Le marché (image 26). Un panonceau donne le plan de ce marché (image 27) et l’explication : « Composé d’une grande cour dallée entourée d’un portique et de boutiques de petites tailles (3,6 m) au nombre de douze et situées sur les côtés Nord et Sud (IIe - IVe siècle après J.-C.). ».

La basilique (image 29).

Le forum, avec au fond le podium qui portait le capitole (image 30).

Le temple d’Apollon (images 31 et 32).

Une maison près du temple d’Apollon. Elle est pavée d’une mosaïque à décor de croix pattées (image 33).

Notre pérégrination à travers le site se poursuit avec les visites successives de :

La maison d’Amphitrite : la visite de cette maison d’habitation fait l’objet d’une page spéciale à la suite de celle-ci.

La maison de la chasse : la visite de cette maison d’habitation fait l’objet d’une page spéciale.

La maison de la nouvelle chasse : la visite de cette maison d’habitation fait l’objet d’une page spéciale.
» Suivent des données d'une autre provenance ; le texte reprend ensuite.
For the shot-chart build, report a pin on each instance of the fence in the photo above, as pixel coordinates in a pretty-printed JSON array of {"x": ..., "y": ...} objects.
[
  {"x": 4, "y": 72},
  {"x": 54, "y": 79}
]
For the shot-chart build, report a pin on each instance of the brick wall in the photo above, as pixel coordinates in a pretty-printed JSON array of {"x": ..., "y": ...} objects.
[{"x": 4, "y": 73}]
Les constructions byzantines. Nous n’avons pas pu visiter cette partie du site archéologique localisée à l’Ouest. Parmi ces constructions, était signalée une forteresse byzantine. Cette forteresse, partiellement ruinée, est reconnaissable à son plan rectangulaire, avec des tours cylindriques à chaque angle, sur un plan daté de 1884 (image 34). Cependant, la construction située au même emplacement et désignée comme étant une forteresse byzantine, ne présente pas le même plan (image 35).
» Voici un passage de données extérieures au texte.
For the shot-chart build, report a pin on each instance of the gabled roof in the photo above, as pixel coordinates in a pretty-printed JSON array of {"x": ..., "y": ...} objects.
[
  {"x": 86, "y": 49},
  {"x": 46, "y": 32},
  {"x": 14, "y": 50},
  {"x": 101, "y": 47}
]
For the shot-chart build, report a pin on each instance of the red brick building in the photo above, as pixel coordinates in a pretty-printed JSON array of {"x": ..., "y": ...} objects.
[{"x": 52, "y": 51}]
Les églises byzantines. Sur le même plan de 1884, on remarque, au Nord de la forteresse précédente, les vestiges d’une autre construction désignée comme étant une forteresse. Ces restes correspondent à ceux de l'image 36. Ce sont les restes de deux églises accolées. En voici la description par le texte de Wikipédia : « Deux basiliques chrétiennes ont fait l'objet de fouilles entre 1952 et 1954. La première, ayant sans doute abrité des reliques de saint Étienne datant du VIe siècle, a été occupée jusqu'au VIIIe siècle, période durant laquelle y a été enterré un trésor omeyade dans une tombe. Elle compte trois nefs et un baptistère qui y est accolé (images 37, 38, 39 et 40). Les mosaïques de la nef sont pour une partie remarquablement conservées. La seconde basilique est d'une importance moindre : elle s'adosse et communique avec la première et possède également trois nefs. Il semble qu'une partie seulement de la bâtisse possède des mosaïques. »
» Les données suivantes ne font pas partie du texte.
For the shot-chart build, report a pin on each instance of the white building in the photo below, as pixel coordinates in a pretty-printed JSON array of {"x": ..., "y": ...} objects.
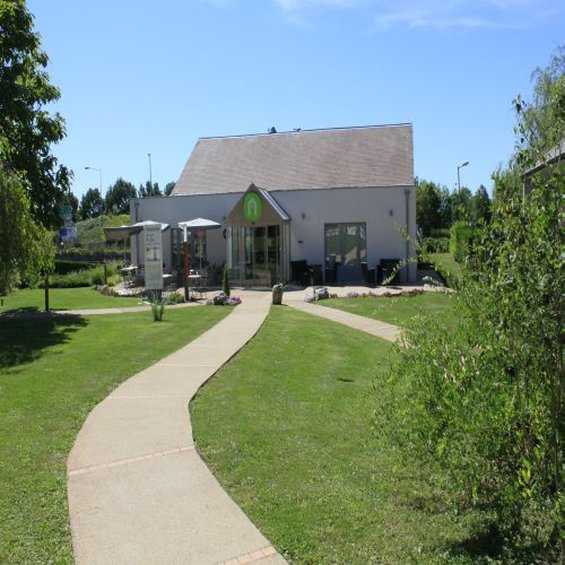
[{"x": 342, "y": 200}]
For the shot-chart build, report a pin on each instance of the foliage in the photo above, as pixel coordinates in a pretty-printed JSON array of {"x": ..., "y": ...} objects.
[
  {"x": 91, "y": 231},
  {"x": 27, "y": 248},
  {"x": 149, "y": 190},
  {"x": 85, "y": 277},
  {"x": 286, "y": 427},
  {"x": 434, "y": 245},
  {"x": 118, "y": 196},
  {"x": 481, "y": 206},
  {"x": 226, "y": 281},
  {"x": 484, "y": 399},
  {"x": 91, "y": 204},
  {"x": 428, "y": 206},
  {"x": 27, "y": 129},
  {"x": 459, "y": 242}
]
Au sud de la « forteresse byzantine », une autre construction est désignée comme étant « l’église du prêtre Alexander ». En voici la description, toujours par le texte de Wikipédia : « Le bâtiment dénommé "église d'Alexander" se situe à proximité des "grands thermes sud", hors du parc archéologique, et les vestiges en sont peu impressionnants. Les fouilles effectuées en 1914 ont déterminé une destruction par le feu et des vases de verre, des grands plats de céramique et surtout des amphores, qui contenaient encore des traces de vin, d'huile et de céréales, ont été découverts en son sein. L'identification à un bâtiment religieux est due à une croix offerte par un prêtre dénommé Alexander et surtout une inscription tirée d'un psaume gravée sur un linteau de porte. Les découvertes mentionnées et la structure de la bâtisse font penser à un lieu de stockage peut-être lié à la perception d'une imposition en nature, voire à un édifice fortifié d'époque byzantine  (images 41 et 42). » .

Les citernes (images 43, 44 et 45). Nous n’avons pas d’information sur ce groupe de citernes situées aussi dans le côté Ouest du site archéologique.


Datation envisagée pour les principales constructions du site archéologique de Bulla Regia : an 200 avec un écart de 200 ans.

On sait cependant que ce site a été occupé durant une période beaucoup plus longue.